The current service design should see a 514 Cherry Flexity roughly behind every second 504 King. To reach the point that King is 50% Flexity for the regular service (leaving aside the trippers), this would mean that 16-17 of 33 cars operated with Flexitys, or 10-12 more than we typically see today. That quantity should be made up by late January if Bombardier’s delivery plans can be believed. The next question would be whether the trippers should run over the entire route or be concentrated centrally (Ronces to Broadview/Parliament, or even as added service on 514 Cherry). When service plans for mid-February come out, we will see what the TTC plans to do with this and other streetcar lines given the shortage of equipment.
1:20 pm Is route monitoring slipping during the holiday season? Yesterday two 514 cars were together, one closely following the other most of the afternoon. There was a 20 minute gap behind them. They went through the terminals multiple times without one being told to wait before departure.
1:21 pm An update to my last comment, I see this is happening again today right now.
Steve: The 514 is a mess and “supervision” appears to be absent most of the time. The cars behave more like King extras than as a service that should provide a vaguely reliable headway especially to Distillery Loop. I plan an article about this route (and many others) likely after the holidays. There have been many other topics and activities pre-occupying my attention recently.
I fail to understand how this cannot be both seen and understood as an issue. While it is part of a blended service, when the public can quite frankly follow the issues on the system and see vehicle locations, there should be a reasonable way to manage this for the service provider, and frankly to understand there is a large gap of service behind, makes this unreal. The world today, this should be something that the TTC should be seeking ways to manage near automatically. How hard would it really be to track this and create a signal at the terminus that would look at spacing on the line and nearly automatically work towards it. It would seem the TTC lacks a culture, but perhaps going through the process of writing algorithms for line management, would also help with the culture. I have 2 cars within 2 minutes, and a 10 minute gap, would it make sense to hold the second car to the outer end of the acceptable service interval, say hold for 5 minutes. Could not such a rule simply be nearly automated? Even if this were only at the terminals would this not make a substantial difference over time in smoothing service?
Steve: Whenever this sort of thing comes up, the usual response, after “congestion”, is to talk about the new VISION monitoring system that will bring the technology into the 21st century. I am less optimistic because an essential problem in a lot of computer system design is that the prevailing ideas of “how things work” and “what is needed” are baked into the specs. The project is running late, and so I have not had a chance to see it in action, even at the level of a demo with a test route.
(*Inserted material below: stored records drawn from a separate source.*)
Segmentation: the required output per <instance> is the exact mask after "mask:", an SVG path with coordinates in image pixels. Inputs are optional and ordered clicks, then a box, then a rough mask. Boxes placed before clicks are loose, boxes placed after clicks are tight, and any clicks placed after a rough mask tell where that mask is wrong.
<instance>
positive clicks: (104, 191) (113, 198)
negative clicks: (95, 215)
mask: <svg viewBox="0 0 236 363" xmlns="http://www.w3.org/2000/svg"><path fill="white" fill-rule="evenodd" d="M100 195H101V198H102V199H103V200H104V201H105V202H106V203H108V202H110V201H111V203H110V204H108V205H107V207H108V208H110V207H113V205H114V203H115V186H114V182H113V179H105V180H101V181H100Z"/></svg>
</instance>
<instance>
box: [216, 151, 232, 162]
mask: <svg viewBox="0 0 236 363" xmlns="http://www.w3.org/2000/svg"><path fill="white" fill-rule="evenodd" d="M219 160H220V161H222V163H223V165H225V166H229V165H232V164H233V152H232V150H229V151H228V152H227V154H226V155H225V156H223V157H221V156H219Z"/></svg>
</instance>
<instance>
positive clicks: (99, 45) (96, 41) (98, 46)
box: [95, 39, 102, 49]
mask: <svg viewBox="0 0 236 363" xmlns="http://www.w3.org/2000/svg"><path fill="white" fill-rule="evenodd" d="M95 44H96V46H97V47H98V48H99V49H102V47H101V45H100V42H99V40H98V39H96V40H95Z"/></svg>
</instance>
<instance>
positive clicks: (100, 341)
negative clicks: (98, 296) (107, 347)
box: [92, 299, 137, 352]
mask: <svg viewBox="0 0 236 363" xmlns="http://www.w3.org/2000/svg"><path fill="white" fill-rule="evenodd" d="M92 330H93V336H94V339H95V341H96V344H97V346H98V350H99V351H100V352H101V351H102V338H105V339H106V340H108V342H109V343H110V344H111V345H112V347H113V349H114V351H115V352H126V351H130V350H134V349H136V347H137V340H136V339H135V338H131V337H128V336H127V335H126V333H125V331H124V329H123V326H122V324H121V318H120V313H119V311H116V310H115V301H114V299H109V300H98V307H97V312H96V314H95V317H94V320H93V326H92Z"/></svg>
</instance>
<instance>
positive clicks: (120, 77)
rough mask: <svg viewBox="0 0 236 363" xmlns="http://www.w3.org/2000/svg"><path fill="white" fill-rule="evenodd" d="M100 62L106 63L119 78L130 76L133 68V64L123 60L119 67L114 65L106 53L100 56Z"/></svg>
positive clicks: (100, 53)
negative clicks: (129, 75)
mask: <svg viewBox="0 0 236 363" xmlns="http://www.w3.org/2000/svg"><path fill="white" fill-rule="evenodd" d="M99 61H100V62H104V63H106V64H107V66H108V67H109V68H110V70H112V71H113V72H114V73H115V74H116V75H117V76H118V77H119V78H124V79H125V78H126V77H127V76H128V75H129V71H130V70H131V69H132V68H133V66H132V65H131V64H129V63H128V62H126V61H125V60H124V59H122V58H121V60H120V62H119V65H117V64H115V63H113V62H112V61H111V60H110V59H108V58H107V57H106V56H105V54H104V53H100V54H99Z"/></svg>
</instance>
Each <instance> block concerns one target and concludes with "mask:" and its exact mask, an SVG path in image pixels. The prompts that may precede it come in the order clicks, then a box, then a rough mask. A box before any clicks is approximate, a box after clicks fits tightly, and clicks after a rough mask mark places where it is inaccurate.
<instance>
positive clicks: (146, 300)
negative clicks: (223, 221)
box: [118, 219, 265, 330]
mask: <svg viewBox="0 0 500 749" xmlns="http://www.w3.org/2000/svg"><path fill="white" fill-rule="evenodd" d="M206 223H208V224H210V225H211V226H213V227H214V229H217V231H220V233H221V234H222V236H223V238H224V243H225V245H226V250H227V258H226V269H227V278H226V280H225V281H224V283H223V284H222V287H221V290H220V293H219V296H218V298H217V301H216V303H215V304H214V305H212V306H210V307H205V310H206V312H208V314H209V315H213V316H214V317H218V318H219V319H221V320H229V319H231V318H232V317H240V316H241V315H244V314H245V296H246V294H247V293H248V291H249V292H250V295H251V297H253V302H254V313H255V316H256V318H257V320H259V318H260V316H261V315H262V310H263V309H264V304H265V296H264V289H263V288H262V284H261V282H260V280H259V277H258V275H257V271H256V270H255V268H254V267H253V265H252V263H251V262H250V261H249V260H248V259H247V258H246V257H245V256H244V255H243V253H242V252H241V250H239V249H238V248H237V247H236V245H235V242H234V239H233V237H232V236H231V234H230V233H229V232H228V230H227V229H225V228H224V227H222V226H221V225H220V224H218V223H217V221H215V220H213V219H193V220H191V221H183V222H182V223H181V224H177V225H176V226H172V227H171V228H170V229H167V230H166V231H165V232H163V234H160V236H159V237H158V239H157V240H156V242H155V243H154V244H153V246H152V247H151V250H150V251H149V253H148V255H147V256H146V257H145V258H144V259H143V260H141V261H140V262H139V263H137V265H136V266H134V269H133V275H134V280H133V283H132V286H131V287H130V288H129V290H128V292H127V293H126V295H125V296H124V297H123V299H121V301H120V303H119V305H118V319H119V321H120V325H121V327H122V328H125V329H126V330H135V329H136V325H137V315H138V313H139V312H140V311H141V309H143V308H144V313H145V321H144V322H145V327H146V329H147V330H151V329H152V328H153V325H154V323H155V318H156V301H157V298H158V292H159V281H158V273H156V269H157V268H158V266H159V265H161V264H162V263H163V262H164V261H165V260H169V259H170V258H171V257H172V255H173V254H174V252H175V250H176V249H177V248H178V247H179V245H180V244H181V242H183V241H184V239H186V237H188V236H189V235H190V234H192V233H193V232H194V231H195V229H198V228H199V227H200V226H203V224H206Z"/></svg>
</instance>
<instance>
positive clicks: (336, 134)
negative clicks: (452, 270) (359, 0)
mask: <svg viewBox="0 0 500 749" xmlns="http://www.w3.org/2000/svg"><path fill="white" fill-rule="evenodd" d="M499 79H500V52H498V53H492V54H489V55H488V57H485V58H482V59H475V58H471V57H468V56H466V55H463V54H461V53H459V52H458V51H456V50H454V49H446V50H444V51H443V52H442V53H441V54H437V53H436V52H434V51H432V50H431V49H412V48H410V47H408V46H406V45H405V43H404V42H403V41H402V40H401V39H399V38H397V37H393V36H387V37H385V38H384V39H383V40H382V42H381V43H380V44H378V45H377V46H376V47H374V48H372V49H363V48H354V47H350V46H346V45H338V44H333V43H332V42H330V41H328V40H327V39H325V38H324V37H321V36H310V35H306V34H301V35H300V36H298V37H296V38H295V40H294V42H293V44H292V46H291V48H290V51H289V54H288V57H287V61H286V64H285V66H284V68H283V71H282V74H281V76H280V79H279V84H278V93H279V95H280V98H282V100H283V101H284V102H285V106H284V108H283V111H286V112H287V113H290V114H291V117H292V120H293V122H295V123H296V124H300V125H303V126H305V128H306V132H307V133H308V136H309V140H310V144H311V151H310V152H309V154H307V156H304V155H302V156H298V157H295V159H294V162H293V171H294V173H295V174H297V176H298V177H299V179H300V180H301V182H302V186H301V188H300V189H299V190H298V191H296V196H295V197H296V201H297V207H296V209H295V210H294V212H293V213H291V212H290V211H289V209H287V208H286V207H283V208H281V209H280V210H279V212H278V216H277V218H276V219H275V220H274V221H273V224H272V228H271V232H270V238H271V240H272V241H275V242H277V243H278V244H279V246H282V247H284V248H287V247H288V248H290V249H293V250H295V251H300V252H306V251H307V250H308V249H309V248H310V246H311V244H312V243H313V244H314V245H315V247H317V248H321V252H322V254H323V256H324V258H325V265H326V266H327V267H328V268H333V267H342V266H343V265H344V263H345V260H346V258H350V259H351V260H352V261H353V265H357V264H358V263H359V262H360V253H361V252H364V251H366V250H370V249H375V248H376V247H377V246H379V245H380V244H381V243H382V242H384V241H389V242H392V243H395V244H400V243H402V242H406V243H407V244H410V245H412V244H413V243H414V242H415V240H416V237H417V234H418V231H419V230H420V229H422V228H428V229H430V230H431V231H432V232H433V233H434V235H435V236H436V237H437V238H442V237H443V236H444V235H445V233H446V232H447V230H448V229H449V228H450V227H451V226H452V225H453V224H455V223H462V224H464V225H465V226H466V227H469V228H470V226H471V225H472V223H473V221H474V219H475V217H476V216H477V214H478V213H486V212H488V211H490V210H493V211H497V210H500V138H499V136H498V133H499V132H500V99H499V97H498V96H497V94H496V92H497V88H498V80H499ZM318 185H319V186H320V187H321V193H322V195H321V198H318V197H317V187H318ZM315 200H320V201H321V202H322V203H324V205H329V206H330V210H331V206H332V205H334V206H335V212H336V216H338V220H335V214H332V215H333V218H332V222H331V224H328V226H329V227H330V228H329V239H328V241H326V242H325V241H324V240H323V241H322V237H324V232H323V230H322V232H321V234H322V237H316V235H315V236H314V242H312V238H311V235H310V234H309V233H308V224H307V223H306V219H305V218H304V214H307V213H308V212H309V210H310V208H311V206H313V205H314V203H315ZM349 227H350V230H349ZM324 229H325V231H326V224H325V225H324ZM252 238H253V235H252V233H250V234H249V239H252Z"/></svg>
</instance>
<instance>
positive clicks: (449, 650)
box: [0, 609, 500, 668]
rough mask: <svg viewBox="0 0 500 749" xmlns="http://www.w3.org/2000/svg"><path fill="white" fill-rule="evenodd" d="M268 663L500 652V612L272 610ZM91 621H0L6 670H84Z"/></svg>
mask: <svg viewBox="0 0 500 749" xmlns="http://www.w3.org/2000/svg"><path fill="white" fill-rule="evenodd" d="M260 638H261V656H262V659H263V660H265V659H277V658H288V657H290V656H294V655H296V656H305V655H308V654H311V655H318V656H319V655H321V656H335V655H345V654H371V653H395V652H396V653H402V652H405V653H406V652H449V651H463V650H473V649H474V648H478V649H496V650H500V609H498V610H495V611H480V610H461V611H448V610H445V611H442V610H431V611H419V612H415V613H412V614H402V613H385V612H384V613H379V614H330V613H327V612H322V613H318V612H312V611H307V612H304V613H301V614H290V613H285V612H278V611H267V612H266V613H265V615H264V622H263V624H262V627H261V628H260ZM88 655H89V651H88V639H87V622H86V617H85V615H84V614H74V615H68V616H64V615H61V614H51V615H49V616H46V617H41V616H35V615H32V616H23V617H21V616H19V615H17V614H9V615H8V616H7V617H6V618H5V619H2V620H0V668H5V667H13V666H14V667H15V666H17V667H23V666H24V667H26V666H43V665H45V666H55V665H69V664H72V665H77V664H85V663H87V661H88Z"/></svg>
To what degree is this a question of trying to over think the problem? Trying to hard to cast into the issue, and solve all with a single stroke, as opposed to starting small, and just trying to solve the issue of headway departing terminal as a starting point.
Steve: I think more it’s a case of refusing to address the core problem that headway management is not the TTC’s strong suit, in part because the corporate culture is that it can’t be fixed.
I’ll have to pay closer attention to this but from my recollections, 514 runs can often enter service from the yard only minutes apart. I have personally seen eastbound 514 cars bunched together (with no 504 cars to be seen) 2 and even 3 running as a pack along King early in the morning before the peak of the AM rush.